Birçok sektörde olduğu gibi inşaat sektöründe de nitelikli personel sıkıntısı çektiklerini ifade eden Şehitoğlu, “Ben Türkiye’de işsizlik olduğunu düşünmüyorum, bizde mesleksizlik var. Bizde herkes üniversiteye gitmeye çalışıyor, üniversiteden sonra da ne yapmak istediğini tam olarak bilmiyor, donanımlı bir şekilde mezun olmuyor. Bu da hangi sektör olursa olsun karşımıza işsizlik olarak çıkıyor. Ayrıca bir taraftan da imalatta çalışan ustalarımızın yanında yetişen yeni usta adayları olmayınca sıkıntının boyutları büyüyor. Eğer bugünden bir çözüm bulunmazsa 10 yıl sonra inşaat sektörü işçilik anlamında ciddi bir problem yaşayacak” dedi.
“İç piyasanın dinamizmini kaybetmemek gerek”
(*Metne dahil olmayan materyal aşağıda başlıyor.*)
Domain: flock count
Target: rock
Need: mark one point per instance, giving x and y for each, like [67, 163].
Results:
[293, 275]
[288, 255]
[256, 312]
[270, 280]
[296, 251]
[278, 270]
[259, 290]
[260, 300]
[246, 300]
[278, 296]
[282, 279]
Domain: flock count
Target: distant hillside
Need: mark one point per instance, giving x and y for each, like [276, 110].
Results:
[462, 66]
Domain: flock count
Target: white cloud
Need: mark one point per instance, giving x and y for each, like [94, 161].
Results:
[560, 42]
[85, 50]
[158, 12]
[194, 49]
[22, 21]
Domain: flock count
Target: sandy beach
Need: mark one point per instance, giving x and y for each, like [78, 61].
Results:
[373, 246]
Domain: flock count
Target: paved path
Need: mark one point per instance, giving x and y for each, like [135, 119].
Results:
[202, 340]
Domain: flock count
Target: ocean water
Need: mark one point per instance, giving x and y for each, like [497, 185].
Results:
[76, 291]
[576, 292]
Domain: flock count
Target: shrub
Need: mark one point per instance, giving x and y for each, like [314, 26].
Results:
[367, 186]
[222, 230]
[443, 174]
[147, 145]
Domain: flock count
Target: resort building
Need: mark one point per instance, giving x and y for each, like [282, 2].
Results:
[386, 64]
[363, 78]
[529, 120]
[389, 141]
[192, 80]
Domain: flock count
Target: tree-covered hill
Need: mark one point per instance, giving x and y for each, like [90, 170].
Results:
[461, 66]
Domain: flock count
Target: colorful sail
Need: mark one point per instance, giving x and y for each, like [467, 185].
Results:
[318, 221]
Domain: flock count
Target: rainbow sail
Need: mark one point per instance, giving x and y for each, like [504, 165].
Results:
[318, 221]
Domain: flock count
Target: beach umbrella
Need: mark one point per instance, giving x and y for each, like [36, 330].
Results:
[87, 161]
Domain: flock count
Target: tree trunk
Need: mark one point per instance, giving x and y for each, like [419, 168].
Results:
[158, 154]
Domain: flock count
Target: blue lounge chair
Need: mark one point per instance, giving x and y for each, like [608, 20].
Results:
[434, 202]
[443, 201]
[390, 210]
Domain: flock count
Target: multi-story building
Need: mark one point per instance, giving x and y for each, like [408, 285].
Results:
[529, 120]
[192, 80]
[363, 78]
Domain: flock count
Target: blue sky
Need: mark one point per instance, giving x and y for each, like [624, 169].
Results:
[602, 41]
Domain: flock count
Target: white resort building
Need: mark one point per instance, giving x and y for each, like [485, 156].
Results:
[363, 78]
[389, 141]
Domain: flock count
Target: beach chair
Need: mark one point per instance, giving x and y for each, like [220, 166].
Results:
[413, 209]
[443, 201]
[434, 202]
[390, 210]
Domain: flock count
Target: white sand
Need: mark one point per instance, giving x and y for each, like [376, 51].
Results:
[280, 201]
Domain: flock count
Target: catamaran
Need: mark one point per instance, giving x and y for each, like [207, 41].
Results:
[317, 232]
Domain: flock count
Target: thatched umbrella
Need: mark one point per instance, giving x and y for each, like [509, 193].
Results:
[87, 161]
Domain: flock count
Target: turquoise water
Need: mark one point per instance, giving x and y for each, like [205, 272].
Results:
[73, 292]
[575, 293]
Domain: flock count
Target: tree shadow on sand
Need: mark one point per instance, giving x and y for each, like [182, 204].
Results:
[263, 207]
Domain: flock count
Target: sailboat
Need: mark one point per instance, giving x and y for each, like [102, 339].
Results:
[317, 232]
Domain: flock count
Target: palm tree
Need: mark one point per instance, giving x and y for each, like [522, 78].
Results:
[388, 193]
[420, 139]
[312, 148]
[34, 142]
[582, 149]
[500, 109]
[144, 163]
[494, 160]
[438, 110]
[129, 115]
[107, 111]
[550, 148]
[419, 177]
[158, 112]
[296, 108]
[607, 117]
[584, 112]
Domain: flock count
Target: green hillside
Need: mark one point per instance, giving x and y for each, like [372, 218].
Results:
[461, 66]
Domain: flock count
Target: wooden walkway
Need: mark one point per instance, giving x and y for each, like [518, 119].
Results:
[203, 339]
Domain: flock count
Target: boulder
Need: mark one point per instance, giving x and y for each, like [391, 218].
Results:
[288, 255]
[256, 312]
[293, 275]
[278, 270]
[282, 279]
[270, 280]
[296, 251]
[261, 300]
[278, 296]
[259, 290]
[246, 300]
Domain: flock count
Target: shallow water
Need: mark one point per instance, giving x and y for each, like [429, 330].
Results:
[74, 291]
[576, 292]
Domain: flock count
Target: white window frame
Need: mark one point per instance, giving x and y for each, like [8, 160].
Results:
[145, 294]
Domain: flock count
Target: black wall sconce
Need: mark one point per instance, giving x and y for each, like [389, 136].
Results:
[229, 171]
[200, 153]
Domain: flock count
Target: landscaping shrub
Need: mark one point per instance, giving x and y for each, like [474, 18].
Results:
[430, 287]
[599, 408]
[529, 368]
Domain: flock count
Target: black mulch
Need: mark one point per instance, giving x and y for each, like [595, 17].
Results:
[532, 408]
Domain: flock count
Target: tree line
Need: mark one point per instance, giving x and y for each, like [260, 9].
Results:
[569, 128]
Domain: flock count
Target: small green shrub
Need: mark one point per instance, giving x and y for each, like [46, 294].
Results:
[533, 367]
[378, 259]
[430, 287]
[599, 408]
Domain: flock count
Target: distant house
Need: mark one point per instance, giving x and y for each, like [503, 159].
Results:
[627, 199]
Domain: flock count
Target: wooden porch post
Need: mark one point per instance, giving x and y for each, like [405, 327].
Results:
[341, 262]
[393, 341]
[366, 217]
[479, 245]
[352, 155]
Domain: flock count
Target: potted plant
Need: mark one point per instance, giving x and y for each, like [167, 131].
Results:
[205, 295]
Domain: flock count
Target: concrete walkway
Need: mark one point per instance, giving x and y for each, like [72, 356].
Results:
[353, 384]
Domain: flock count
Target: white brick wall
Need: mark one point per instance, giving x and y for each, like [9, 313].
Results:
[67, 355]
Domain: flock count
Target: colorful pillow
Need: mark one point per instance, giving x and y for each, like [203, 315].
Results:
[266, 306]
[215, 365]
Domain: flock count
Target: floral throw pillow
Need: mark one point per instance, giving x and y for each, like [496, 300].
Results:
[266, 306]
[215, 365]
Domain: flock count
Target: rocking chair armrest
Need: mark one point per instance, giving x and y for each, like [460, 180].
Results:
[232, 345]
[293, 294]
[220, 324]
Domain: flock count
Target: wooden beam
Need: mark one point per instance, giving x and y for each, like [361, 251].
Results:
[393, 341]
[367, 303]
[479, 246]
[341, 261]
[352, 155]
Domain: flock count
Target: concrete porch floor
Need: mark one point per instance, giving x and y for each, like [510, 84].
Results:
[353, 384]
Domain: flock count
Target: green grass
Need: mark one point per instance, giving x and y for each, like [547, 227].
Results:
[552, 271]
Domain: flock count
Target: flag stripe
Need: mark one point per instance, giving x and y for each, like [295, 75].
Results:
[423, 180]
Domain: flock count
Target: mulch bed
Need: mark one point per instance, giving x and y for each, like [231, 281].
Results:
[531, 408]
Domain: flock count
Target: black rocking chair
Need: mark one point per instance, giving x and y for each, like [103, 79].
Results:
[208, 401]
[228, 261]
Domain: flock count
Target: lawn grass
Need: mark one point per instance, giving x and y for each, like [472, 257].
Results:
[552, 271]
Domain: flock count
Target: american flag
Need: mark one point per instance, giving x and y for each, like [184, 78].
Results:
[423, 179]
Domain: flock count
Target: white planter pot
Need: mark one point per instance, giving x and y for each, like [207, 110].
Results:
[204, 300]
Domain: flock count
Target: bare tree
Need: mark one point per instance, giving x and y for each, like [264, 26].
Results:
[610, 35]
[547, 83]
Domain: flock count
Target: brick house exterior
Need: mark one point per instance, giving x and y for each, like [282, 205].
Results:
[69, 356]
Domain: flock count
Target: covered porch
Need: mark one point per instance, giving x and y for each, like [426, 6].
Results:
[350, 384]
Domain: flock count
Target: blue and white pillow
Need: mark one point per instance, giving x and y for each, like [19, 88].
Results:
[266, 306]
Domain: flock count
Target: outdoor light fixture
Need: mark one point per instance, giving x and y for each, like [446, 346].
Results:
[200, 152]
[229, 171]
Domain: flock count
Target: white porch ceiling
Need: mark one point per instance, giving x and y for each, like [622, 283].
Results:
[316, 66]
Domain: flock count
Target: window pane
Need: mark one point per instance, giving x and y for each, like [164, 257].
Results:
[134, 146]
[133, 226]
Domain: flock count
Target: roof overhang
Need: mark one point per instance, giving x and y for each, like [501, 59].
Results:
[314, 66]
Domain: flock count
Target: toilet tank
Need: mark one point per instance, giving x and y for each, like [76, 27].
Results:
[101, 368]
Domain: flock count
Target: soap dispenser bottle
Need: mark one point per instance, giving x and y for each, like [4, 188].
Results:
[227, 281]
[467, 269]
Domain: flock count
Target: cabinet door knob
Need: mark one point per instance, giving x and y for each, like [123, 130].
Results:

Girdi maliyetlerindeki artışı da değerlendiren Şehitoğlu, “Konut kredilerindeki faiz düşüşüyle beraber stokun büyük bir kısmı eridi. Birçok yerde yeni projeler başladı. Tabi buradaki en büyük şey onu tetikleyen, şu anda yaşadığımız maliyet artışları. Bu trendi yavaşlatacaktır. Yeni projelerle ilgili çok fazla hareket var ama insanların kafasında, maliyet artışları ve faizlerde yukarı giden hareket konuları var. Geçmişteki kriz dönemlerine göre bizim kapasitemiz var ama kimse kapasite güncellemedi. İhracatta talep arttı. İç piyasanın dinamizmini kaybetmemek gerekiyor. Uluslararası oyuncular tekrar piyasaya çıktığında buradaki birçok aktör, tekrardan iç piyasaya dönecek. Demir, çimento ve diğer alanlarda ki ham madde üreticileri kapasitelerini güncellemesi lazım. Acil kapasite artışına ihtiyacımız var” diye konuştu.
En büyük sorunumuz…
2020 yılında yaşanan depremlerden hareketle deprem ve kentsel dönüşüm konusunda da fikirlerini söyleyen Şehitoğlu sözlerini şöyle tamamladı: “Deprem zaten bizim hayatımızın bir gerçeği fakat söyle bir durum var bir depremi yaşıyoruz bir ay sonrada gündemden kalkıyor. Böyle bir sarmalın içerisindeyiz, aslına bakarsanız artık şunun masaya yatırılması lazım; depremden ziyade 50 yıllık 100 yıllık şehirleri planlamayı konuşmamız lazım. Yurt dışındaki trendler bizden daha önde olduğu için onları takip edebiliriz. Geçmişe takılı kalmadan önümüze bakmalıyız. Yapılan hatalardan biri de binaları yerinde dönüştürmeye çalışırken tıkanıyoruz. Deprem gerçekliğiyle beraber geleceğin şehirlerini yaratmalıyız. Bunu tabi ki sadece Bursa merkez olarak değil, ilçeleriyle beraber planlamamız gerekiyor. Deprem gerçeği bizim için bir gerçektir. Yerinde binaları dönüştürmeye çalışırken, 20-30 senemizi kilitlememeliyiz, bizim en büyük sorunumuz bu.”